Metrics platform leaders should track

Start with a small set of metrics that can drive decisions. Too many dashboards create noise; too few hide waste.

Cost per accepted PR: agent spend divided by pull requests merged or accepted.
Cost per reverted change: spend attached to work that later required rollback.
Cost per developer: user-level spend, including chat, code review, and agent sessions.
Tokens per session: useful for detecting long-context drift.
Subagent share: percentage of spend from subagents or auxiliary work.
Retry cost: spend consumed after the first failed attempt.
Review workflow cost: AI Credits plus Actions minutes where Copilot code review runs on private repositories.
Budget burn rate: usage pace compared with the monthly credit or spend pool.
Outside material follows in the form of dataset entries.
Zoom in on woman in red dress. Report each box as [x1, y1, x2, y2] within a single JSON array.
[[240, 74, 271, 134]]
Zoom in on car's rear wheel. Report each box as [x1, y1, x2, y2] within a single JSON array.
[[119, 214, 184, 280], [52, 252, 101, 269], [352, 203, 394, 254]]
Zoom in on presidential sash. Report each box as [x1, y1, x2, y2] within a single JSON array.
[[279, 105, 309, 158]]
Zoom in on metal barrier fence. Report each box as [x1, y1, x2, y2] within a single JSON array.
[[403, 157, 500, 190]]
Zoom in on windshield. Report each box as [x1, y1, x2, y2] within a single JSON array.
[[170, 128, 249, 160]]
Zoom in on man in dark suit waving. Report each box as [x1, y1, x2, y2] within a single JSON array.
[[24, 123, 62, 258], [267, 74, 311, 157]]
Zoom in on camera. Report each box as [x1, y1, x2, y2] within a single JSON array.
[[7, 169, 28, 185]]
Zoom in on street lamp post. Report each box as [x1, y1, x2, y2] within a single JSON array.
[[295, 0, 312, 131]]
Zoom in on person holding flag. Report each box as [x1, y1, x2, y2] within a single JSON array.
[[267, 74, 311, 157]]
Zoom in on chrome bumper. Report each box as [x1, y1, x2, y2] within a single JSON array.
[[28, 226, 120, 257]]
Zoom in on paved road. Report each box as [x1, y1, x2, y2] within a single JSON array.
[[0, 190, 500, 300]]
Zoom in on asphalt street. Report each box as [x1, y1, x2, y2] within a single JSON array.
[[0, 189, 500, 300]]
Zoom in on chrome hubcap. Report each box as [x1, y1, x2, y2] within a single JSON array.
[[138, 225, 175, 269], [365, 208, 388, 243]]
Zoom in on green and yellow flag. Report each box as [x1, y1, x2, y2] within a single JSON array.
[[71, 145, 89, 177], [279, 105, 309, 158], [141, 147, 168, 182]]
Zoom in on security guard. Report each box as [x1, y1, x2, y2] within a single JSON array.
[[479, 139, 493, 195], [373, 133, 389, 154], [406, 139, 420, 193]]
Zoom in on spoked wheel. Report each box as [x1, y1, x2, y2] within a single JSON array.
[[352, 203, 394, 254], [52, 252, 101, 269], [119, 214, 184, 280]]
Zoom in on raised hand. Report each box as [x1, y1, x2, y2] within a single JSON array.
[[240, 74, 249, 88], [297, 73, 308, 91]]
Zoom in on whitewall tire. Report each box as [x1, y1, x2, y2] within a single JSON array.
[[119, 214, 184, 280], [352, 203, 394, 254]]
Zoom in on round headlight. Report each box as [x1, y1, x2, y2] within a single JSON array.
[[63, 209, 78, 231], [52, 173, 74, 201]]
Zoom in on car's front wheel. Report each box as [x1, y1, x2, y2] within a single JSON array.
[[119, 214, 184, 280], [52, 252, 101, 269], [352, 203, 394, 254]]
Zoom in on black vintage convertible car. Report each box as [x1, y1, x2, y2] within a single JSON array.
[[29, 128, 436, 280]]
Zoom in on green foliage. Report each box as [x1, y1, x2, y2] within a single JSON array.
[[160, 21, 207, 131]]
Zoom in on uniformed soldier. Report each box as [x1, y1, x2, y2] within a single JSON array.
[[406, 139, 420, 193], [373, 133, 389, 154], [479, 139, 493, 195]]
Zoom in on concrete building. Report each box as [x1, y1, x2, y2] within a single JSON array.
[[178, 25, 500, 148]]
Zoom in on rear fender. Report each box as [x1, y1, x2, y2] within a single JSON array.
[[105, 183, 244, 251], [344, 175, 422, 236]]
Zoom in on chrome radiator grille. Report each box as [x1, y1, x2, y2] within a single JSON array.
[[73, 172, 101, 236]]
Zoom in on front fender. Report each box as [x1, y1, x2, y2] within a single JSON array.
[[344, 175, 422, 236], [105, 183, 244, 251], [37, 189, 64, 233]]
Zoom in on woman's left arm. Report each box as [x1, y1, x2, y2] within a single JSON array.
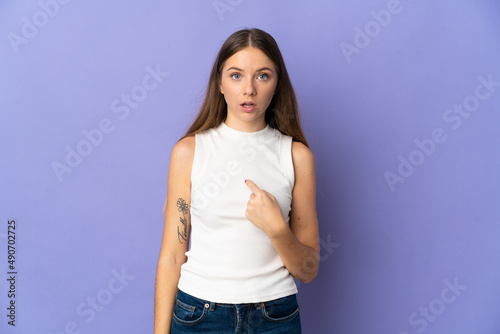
[[246, 142, 320, 283]]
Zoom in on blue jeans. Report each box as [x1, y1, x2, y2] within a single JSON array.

Governance checklist for coding agent cost monitoring

Define internal cost units that normalize tokens, credits, dollars, and workflow minutes.
Set default budgets by team, user, and environment before broad rollout.
Use hard stops where providers support them, and treat soft budgets as alerts only.
Attach repository, pull request, workflow, and task metadata to every agent run.
Set model and reasoning defaults by task category.
Cap subagent count, recursion depth, and retry attempts.
Alert on abnormal session length, token spikes, and fast budget burn.
Reconcile local counters with provider billing exports.
Report cost per outcome, not only total spend.
Create an override process for expensive tasks that are justified by business value.

Buying criteria for observability and gateway tooling

If you are evaluating tooling, do not stop at "shows token usage." That is table stakes. The useful questions are more specific:

Can it attribute spend to repository, pull request, workflow, developer, model, and agent mode?
Can it separate main agent, subagent, and auxiliary work?
Can it enforce hard limits before a runaway task consumes the pool?
Can it join billing data with CI, version control, and review outcomes?
Can it normalize OpenAI usage, Anthropic spend, GitHub AI Credits, and marketplace charges?
Can finance use it for chargeback or showback without manual spreadsheet work?

The strategic trade-off is clear. If coding agents remain a small experiment, provider dashboards may be enough. Once they become part of daily engineering workflows, the dashboard has to answer operational questions, not only billing questions.

The practical standard is cost per useful engineering result. Track tokens and credits because they explain the bill. Track repositories, pull requests, retries, subagents, and accepted work because they explain whether the bill was worth paying.